If you don’t believe me, how come my friend Theresa got married for the fourth time? How come my neighbors went to India and returned with their previous levels of denial and defense?
The truth is that people learn from reflecting on their experience. This is especially true of multicultural experiences, whether real or simulated. I firmly believe in the importance of reflection. To me, all experiential learning activities in diversity and inclusion merely provide an excuse for reflection.
As a facilitator, you encourage this type of reflection by conducting a debriefing discussion. During this debriefing, your participants reflect on their experience, relate them to the real world, discover useful insights, and share them with each other. Debriefing helps you to wind down the activity, reduce negative reactions among the participants, and increase insights.
A major dilemma in debriefing is maintaining a balance between structure and spontaneity. I suggest that you prepare several questions for the debriefing discussion. During the actual debriefing, encourage and exploit spontaneous comments from your participants. If the conversation degenerates into a stream-of-consciousness meandering, fall back on your prepared list of questions.
You can conduct a debriefing session after any activity, but not all activities benefit from debriefing. It is all a question of focusing on the training objectives. For example, you can conduct a role-play on negotiating with people from a high uncertainty-avoidance culture. You can then debrief your participants about their personal reactions to the need for uncertainty avoidance. However, if your goal is to train your participants to accommodate high uncertainty avoidance, the debriefing discussion may focus on inclusive strategies.
What types of activities benefit from debriefing? Here are five characteristics of experiential activities that benefit from a debriefing discussion:
- An activity in which the connection between the events and the real world are not clear-cut. For example, the activity may involve playing a card game to reflect implicit and explicit cultural norms.
- An activity that generates intense feelings and emotions that distract participants from focusing on logical patterns and root causes. For example, you may conduct a debate on gun control between a team of women and another team of men.
- An activity that happens so rapidly that the significance of the critical events is lost on the participants. For example, you may ask the participants to pair up quickly without giving them time to think through the variables in the partnering process.
- An activity whose significance is likely to be interpreted in different ways by the participants from different cultural groups.
- An activity that focuses on principles, insights, feelings, and beliefs rather than on facts, procedures, and cognitive strategies.
Phases in the Debriefing Process
Several models are available for structuring a debriefing discussion. Here is my debriefing model that contains six phases:
- How do you feel? Invite the participants to get strong feelings and emotions off their chest. This makes it easier for them to objectively analyze the experience during the later phases.
- What happened? Collect data about what happened during the experiential activity. This encourages the participants to discover the impact of individual and cultural differences.
- What did you learn? Encourage the participants to generate and discuss different principles. This requires the participants from different cultural groups to identify differences in their perceptions.
- How does this relate to the real world? Discuss the relevance of the experiential activity to the participants' cross-cultural experiences.
- What if? Encourage the participants to apply their insights to new contexts.

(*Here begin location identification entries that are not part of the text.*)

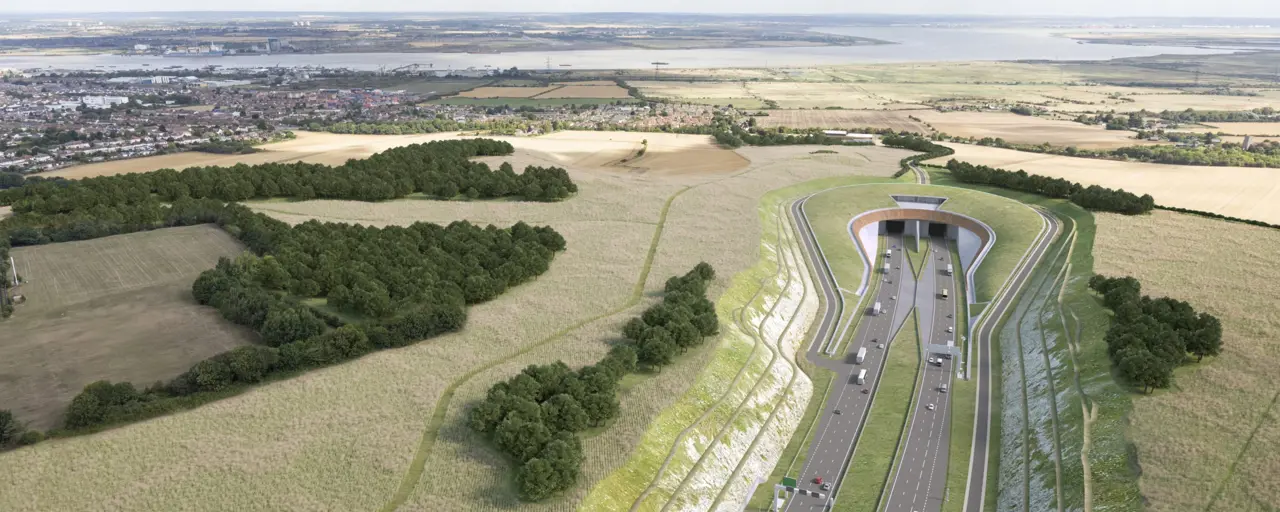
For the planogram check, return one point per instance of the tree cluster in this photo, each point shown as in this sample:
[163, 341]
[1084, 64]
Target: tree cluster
[534, 416]
[225, 147]
[1093, 197]
[439, 169]
[402, 283]
[5, 306]
[1150, 337]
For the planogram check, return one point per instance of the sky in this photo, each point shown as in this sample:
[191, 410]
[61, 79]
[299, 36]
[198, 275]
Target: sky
[1084, 8]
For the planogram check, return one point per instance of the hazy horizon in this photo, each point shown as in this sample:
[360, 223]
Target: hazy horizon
[1242, 9]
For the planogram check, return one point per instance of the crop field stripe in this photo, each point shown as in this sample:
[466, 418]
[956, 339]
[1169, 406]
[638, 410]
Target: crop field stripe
[1244, 448]
[758, 341]
[795, 371]
[437, 421]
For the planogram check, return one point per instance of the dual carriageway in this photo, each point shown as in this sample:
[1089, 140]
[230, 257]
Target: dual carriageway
[918, 480]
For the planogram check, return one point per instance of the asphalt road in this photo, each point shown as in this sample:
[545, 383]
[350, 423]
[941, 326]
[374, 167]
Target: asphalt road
[919, 483]
[977, 487]
[836, 432]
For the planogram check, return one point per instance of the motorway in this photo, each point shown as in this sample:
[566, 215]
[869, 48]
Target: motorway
[919, 483]
[976, 489]
[848, 405]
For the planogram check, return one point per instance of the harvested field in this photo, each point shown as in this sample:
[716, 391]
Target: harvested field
[844, 119]
[1243, 192]
[1157, 103]
[1212, 443]
[346, 437]
[1027, 129]
[698, 92]
[579, 90]
[805, 95]
[1247, 128]
[594, 150]
[117, 309]
[504, 91]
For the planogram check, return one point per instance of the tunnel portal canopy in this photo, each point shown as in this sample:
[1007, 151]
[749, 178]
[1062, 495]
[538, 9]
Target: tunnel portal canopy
[917, 214]
[919, 202]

Use alternative scenarios to speculate on how people's behaviors would change.
- What next? Ask the participants to undertake action planning. Invite them to apply their insights from the experiential activity to cross-cultural collaboration.
Failing to conduct a debriefing discussion will prevent participants from maximizing their learning. Worse yet, an experiential activity without debriefing will leave participants in a confused state, wondering, “What was that all about?”